Maybe Americans don’t need fast home Internet service, FCC suggests - AdmiralAsshat
https://arstechnica.com/information-technology/2017/08/maybe-americans-dont-need-fast-home-internet-service-fcc-suggests/
======
SpikeDad
Well I'll say that for about 2 years I had the minimal Comcast broadband
account (due to low income) at 35/5 mb/sec. It had little trouble supporting
my streaming and Internet needs which included an iPhone (with WiFi calling),
Netflix 1080p, a few 4K free videos and some modest Bitorrent activity.

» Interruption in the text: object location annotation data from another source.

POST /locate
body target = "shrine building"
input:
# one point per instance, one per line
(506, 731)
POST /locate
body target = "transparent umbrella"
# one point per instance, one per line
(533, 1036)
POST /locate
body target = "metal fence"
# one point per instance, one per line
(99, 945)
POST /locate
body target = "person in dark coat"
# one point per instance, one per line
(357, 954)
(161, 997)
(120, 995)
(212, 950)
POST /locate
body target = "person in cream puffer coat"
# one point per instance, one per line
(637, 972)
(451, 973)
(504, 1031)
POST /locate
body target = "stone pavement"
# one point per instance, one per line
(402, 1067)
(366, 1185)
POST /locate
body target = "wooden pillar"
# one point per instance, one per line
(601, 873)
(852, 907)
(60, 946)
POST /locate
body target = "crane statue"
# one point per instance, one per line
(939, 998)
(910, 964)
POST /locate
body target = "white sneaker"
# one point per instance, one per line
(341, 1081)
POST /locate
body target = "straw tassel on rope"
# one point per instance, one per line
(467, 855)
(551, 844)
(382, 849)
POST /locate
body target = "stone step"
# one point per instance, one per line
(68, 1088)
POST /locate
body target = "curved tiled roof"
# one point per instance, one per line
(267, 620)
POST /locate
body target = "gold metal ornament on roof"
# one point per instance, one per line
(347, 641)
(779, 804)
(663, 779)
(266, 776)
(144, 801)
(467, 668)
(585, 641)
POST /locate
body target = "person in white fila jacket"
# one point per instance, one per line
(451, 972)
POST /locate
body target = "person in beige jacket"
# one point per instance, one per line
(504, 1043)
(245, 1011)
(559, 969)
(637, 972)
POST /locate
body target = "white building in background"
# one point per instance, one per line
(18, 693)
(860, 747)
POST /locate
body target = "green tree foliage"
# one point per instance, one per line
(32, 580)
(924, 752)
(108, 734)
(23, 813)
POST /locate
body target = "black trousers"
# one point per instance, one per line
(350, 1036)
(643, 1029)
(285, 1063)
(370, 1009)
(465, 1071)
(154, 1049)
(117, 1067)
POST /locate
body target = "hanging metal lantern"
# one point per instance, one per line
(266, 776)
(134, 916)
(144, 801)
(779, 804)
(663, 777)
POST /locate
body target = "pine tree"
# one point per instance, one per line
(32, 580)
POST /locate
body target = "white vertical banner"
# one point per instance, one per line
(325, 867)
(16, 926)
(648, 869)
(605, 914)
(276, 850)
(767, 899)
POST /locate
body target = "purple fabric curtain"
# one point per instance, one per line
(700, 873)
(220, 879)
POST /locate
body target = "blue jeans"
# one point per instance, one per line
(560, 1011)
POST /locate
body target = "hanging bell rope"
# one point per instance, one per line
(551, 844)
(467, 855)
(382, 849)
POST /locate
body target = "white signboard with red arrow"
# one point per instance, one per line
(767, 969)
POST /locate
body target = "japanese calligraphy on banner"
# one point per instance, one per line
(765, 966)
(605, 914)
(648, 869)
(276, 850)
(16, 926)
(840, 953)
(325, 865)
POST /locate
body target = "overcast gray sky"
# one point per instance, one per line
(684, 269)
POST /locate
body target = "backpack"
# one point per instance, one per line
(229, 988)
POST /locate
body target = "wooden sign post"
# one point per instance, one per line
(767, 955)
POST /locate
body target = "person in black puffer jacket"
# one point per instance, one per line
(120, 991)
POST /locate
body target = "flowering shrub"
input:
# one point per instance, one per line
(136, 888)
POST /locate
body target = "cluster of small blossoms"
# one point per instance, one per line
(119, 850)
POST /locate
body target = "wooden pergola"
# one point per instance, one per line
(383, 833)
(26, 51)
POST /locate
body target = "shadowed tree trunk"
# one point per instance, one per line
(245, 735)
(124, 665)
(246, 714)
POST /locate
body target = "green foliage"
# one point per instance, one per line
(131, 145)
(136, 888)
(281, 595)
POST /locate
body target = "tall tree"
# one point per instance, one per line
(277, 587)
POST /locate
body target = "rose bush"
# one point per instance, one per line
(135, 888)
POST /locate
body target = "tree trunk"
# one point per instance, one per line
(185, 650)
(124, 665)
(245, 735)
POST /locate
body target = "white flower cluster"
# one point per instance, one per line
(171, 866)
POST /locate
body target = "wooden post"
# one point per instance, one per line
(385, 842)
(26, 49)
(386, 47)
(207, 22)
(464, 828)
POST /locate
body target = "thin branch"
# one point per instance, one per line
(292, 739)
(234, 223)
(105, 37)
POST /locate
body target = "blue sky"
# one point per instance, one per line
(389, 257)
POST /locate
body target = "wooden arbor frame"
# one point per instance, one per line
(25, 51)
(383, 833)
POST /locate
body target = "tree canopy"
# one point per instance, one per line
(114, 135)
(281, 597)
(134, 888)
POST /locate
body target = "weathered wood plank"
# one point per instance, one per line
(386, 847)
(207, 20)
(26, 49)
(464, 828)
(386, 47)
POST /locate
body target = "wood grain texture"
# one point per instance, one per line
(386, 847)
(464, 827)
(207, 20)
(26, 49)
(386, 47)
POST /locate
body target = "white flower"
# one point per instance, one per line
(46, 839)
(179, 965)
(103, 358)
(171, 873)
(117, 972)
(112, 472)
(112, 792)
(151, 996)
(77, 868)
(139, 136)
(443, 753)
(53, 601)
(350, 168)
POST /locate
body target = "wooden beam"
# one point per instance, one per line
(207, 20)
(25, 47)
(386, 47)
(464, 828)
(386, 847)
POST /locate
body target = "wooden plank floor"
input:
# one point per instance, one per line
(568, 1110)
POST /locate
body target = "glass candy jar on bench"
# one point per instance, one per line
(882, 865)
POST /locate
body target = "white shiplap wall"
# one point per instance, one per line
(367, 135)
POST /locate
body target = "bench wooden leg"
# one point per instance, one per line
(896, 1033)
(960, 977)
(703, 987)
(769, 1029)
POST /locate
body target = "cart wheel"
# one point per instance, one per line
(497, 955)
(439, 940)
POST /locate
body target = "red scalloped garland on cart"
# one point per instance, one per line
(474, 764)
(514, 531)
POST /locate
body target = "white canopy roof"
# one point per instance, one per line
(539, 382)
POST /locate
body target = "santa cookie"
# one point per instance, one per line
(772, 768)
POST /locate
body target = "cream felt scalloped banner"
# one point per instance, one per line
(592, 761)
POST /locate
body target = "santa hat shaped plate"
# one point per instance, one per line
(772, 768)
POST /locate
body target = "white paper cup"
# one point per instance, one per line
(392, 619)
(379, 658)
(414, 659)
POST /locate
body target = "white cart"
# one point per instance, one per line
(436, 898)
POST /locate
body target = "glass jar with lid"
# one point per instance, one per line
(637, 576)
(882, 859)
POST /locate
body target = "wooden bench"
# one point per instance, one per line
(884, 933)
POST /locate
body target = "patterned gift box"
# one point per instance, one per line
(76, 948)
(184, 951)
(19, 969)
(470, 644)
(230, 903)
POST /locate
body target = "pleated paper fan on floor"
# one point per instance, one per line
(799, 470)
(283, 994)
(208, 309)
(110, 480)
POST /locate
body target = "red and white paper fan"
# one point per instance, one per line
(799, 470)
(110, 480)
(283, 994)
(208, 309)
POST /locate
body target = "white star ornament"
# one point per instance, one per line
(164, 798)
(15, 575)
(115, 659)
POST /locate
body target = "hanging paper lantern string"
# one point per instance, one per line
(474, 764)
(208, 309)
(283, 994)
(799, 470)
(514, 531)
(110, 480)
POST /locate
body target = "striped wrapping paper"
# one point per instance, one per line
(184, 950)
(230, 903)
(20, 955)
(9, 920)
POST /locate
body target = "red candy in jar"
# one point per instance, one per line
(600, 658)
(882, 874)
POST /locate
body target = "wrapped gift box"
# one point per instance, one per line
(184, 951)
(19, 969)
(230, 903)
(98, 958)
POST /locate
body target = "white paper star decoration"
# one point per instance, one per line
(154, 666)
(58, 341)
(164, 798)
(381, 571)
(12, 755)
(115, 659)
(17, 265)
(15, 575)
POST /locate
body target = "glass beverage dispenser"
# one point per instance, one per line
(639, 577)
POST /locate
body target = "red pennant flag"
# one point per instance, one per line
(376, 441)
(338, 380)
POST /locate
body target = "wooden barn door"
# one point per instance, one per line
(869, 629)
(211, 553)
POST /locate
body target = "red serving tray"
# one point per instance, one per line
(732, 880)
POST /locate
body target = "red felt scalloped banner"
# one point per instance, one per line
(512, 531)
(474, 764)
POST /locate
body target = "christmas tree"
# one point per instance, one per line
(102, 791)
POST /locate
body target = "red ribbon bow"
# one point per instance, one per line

Except for the slower downloading of Bitorrent and iPhone content there were
no issues with streaming - no pixilation or stalling.

Now it's just me so YMMV of course but it's not impossible to scale down one's
Internet bandwidth without affecting the quality.

I was recently forced to upgrade to 100/10 mb/s service by Comcast due to
changing contracts with my townhouse association and fortunately my financial
situation is better so I could afford it but I have to say the basic QoS in my
home is not greatly improved.

Of course it's not that beneficial to ISPs to provide lower cost/ low speed
service because they have to build out their networks anyways for high speed
service so I doubt if suddenly there was some big demand for low speed home
broadband there would be any change in pricing.

Of course the motivation of the FCC is well known - give the industry all the
advantages and the consumers none which is a shame because there is a good
case to be made for lower cost and lower speed Internet AS A CHOICE and not as
some corporate cost savings spurred on by the despicable FCC.